Metkefamide

Clinical data
- ATC code: None;

Pharmacokinetic data
- Bioavailability: 30-35%
- Protein binding: 44-49%
- Metabolism: Hepatic
- Elimination half-life: ~60 minutes

Identifiers
- IUPAC name L-tyrosyl-D-alanylglycyl-L-phenylalanyl-N^{2}-methyl-L-methioninamide;
- CAS Number: 66960-34-7 66960-35-8 (acetate);
- PubChem CID: 5464184;
- ChemSpider: 4576570;
- UNII: MNL20FXH9Y;
- CompTox Dashboard (EPA): DTXSID30985694 ;

Chemical and physical data
- Formula: C_{29}H_{40}N_{6}O_{6}S
- Molar mass: 600.74 g·mol^{−1}
- 3D model (JSmol): Interactive image;
- SMILES O=C(N)[C@@H](N(C(=O)[C@@H](NC(=O)CNC(=O)[C@H](NC(=O)[C@@H](N)Cc1ccc(O)cc1)C)Cc2ccccc2)C)CCSC;
- InChI InChI=1S/C29H40N6O6S/c1-18(33-28(40)22(30)15-20-9-11-21(36)12-10-20)27(39)32-17-25(37)34-23(16-19-7-5-4-6-8-19)29(41)35(2)24(26(31)38)13-14-42-3/h4-12,18,22-24,36H,13-17,30H2,1-3H3,(H2,31,38)(H,32,39)(H,33,40)(H,34,37)/t18-,22+,23+,24+/m1/s1; Key:FWDIKROEWJOQIQ-JMBSJVKXSA-N;

= Metkefamide =

Chemical compound

Metkefamide (INN; LY-127,623), or metkephamid acetate (USAN), but most frequently referred to simply as metkephamid, is a synthetic opioid pentapeptide and derivative of [[met-enkephalin|[Met]enkephalin]] with the amino acid sequence Tyr-D-Ala-Gly-Phe-(N-Me)-Met-NH_{2}. It behaves as a potent agonist of the δ- and μ-opioid receptors with roughly equipotent affinity, and also has similarly high affinity as well as subtype-selectivity for the κ_{3}-opioid receptor.

Despite its peptidic nature, upon systemic administration, metkefamide rapidly penetrates the blood-brain-barrier and disperses into the central nervous system where it produces potent, centrally-mediated analgesic effects which have been shown to be dependent on activity at both the μ- and δ-opioid receptors.
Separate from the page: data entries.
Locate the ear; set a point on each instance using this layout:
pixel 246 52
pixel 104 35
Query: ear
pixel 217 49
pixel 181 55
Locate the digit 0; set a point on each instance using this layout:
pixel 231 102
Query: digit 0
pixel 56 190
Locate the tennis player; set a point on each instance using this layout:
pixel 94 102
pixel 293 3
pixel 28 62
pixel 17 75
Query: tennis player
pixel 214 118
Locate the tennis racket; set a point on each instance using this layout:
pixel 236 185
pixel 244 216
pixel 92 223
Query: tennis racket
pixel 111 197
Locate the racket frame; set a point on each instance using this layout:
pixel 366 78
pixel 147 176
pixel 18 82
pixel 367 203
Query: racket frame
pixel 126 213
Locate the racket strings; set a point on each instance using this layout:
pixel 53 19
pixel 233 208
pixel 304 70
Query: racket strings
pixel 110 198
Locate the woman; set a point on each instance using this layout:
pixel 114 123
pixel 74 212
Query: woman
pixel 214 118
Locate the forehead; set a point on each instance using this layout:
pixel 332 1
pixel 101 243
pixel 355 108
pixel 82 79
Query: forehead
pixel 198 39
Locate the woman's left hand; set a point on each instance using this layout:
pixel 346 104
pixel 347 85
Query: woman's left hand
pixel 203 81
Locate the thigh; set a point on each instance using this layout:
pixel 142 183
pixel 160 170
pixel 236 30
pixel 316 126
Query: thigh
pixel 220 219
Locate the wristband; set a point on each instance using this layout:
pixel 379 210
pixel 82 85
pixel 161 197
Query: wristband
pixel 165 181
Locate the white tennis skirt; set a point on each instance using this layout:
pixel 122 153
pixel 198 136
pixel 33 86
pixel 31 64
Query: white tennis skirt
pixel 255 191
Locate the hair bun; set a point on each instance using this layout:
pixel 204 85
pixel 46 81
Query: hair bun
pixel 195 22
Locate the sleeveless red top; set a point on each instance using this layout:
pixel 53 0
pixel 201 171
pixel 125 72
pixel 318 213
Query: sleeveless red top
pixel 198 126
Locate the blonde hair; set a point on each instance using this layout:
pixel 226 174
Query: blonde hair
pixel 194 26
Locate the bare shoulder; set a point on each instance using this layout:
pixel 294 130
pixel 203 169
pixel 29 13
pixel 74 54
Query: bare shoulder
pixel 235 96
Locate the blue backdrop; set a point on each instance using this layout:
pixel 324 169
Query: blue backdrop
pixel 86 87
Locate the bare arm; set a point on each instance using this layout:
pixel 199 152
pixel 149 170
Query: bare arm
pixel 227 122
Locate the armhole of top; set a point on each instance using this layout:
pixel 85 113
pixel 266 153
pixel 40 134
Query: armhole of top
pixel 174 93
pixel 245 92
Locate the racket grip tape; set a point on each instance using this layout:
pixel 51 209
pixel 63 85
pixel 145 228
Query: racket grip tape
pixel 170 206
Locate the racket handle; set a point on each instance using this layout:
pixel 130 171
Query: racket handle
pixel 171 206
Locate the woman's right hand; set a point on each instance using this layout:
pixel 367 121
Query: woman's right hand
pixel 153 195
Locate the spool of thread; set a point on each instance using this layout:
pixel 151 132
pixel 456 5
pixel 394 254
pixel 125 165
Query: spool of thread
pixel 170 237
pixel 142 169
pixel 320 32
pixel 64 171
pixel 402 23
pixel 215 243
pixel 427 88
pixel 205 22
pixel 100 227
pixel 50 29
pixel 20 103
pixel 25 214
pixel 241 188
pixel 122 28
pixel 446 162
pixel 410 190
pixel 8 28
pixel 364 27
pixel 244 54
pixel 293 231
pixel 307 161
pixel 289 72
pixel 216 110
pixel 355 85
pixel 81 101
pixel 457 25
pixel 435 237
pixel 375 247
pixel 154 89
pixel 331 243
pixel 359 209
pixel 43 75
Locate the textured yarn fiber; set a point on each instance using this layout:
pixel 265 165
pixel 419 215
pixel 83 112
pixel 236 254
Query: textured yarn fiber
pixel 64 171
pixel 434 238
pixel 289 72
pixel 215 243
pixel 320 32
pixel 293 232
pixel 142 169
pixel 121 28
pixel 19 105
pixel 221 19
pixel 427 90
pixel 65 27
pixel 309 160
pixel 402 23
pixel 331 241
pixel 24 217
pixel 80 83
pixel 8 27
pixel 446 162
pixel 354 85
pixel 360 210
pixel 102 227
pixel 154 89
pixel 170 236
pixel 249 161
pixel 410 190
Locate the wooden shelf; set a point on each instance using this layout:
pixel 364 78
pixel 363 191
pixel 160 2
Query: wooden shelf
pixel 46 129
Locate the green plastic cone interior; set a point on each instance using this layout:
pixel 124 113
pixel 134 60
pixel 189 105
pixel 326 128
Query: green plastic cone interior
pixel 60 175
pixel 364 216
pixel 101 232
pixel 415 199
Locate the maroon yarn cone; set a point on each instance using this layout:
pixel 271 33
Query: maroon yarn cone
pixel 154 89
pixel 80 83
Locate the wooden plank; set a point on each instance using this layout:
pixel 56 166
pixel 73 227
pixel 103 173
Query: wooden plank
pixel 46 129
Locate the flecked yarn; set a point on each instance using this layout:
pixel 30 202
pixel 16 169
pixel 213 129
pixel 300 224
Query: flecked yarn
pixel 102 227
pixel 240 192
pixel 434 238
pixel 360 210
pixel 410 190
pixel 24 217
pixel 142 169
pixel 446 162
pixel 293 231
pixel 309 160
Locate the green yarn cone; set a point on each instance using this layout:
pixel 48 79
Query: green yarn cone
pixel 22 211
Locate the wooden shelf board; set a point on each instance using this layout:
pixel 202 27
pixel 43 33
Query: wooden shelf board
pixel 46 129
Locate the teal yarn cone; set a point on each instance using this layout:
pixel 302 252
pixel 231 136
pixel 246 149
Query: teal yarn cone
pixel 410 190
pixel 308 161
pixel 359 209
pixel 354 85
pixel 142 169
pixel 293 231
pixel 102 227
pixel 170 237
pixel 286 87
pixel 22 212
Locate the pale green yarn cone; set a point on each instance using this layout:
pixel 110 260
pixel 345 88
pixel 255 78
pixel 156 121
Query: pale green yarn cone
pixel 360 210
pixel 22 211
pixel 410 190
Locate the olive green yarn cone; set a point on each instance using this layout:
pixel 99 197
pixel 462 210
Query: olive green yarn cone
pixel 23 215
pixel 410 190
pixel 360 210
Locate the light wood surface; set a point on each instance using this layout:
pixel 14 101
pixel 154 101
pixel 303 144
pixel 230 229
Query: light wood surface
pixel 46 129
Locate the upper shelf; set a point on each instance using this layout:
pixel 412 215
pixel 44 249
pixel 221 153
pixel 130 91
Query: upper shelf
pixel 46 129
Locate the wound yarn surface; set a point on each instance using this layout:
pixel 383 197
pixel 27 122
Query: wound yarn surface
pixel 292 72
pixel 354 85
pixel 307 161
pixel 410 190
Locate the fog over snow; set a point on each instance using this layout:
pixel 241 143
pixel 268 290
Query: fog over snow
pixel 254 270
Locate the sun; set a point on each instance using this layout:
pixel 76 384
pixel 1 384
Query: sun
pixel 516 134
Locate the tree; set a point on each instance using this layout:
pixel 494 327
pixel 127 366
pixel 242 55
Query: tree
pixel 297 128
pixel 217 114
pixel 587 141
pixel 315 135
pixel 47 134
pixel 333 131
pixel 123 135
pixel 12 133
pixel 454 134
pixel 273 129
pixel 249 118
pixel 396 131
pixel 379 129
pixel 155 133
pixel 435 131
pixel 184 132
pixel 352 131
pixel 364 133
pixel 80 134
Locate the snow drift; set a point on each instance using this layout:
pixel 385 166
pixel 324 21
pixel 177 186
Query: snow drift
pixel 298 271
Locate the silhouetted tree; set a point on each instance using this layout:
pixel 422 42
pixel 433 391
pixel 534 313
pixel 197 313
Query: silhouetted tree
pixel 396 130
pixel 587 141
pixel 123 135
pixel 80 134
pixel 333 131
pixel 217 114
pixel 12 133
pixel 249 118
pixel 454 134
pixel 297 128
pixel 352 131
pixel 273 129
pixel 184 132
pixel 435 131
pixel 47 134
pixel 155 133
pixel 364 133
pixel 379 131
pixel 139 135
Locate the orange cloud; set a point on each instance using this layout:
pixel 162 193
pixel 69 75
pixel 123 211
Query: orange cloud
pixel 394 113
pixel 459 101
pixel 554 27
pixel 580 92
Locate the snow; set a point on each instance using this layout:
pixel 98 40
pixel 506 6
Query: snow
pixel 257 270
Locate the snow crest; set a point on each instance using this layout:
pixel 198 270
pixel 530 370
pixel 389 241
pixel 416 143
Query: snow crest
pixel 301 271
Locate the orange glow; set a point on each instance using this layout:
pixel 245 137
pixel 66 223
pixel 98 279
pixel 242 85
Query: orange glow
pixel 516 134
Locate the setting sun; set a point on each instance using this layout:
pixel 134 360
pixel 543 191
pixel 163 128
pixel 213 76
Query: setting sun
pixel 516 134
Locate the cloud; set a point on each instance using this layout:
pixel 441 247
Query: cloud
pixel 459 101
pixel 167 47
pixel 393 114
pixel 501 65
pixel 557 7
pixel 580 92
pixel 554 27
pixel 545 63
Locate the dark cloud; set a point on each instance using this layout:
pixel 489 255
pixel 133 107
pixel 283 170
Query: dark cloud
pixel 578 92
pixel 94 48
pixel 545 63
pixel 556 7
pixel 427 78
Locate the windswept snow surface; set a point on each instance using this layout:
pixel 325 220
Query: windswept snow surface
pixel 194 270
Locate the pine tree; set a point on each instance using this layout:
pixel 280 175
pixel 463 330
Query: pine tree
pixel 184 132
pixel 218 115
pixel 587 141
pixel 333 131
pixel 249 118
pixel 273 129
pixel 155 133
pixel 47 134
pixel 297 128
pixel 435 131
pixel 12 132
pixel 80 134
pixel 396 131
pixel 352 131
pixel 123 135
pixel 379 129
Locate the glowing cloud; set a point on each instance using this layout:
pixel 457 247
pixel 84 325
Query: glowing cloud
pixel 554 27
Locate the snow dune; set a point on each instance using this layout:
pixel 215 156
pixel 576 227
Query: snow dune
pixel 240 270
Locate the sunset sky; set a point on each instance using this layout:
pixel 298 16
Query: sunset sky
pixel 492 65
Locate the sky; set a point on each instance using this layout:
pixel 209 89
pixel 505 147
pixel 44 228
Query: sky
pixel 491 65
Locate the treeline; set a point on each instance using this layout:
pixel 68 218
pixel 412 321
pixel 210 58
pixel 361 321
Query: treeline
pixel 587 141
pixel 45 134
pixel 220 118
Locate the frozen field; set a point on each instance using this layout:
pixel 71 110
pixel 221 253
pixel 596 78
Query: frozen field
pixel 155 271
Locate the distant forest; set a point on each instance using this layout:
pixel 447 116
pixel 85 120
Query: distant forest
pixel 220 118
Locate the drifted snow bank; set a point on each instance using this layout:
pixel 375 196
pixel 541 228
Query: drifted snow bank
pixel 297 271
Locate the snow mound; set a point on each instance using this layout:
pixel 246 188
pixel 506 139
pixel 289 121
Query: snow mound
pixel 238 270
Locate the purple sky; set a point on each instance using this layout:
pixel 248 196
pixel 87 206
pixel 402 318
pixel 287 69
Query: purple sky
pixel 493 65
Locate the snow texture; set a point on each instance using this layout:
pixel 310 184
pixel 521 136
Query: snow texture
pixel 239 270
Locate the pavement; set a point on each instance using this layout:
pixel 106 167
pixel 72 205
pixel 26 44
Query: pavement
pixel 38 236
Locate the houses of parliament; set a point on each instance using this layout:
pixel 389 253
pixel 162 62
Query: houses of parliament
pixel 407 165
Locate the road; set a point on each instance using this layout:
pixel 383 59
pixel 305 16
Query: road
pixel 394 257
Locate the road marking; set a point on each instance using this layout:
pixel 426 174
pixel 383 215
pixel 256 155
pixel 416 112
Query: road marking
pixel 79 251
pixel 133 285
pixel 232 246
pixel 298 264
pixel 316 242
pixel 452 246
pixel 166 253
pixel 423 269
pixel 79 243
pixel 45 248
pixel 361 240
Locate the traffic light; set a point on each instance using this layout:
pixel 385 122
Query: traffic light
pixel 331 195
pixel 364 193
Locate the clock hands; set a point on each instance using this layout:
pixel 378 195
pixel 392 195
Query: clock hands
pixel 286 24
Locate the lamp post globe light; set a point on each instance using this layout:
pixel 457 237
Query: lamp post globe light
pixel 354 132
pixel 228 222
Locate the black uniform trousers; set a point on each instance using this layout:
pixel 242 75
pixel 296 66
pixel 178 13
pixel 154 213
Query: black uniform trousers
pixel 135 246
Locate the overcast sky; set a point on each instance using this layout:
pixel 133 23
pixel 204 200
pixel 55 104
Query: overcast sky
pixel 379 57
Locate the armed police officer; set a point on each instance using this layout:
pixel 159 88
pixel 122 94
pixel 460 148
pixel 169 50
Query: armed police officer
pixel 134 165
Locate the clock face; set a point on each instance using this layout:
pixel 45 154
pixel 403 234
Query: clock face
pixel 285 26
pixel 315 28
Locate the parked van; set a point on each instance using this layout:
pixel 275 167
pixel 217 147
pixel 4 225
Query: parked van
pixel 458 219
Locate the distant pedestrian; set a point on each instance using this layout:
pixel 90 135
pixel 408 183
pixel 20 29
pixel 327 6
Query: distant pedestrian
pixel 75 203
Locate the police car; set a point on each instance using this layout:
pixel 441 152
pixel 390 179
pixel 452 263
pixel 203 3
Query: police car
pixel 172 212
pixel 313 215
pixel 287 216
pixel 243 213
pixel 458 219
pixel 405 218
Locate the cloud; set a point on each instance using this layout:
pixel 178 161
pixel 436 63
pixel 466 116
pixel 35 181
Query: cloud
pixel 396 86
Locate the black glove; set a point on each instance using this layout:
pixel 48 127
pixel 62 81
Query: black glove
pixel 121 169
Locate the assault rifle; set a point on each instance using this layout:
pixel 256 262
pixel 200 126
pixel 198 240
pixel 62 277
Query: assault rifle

In addition, on account of modifications to the N- and C-terminals, metkefamide is highly stable against proteolytic degradation relative to many other opioid peptides. As an example, while its parent peptide, [Met]enkephalin, has an in vivo half-life of merely seconds, metkefamide has a half-life of nearly 60 minutes, and upon intramuscular administration, has been shown to provide pain relief that lasts for hours.

Likely on account of its δ-opioid activity, clinical trials have found metkefamide to possess less of a tendency for producing many of the undesirable side effects usually associated with conventional opioids such as respiratory depression, tolerance, and physical dependence. However, it has been shown to cause some additional side effects that are considered unusual for standard opioid analgesics, like sensations of heaviness in the extremities and nasal congestion—though these were not considered to be particularly distressing—and it has also been shown to raise the seizure threshold in animals. In any case, clinical development was not further pursued after phase I clinical studies and metkefamide never reached the pharmaceutical market.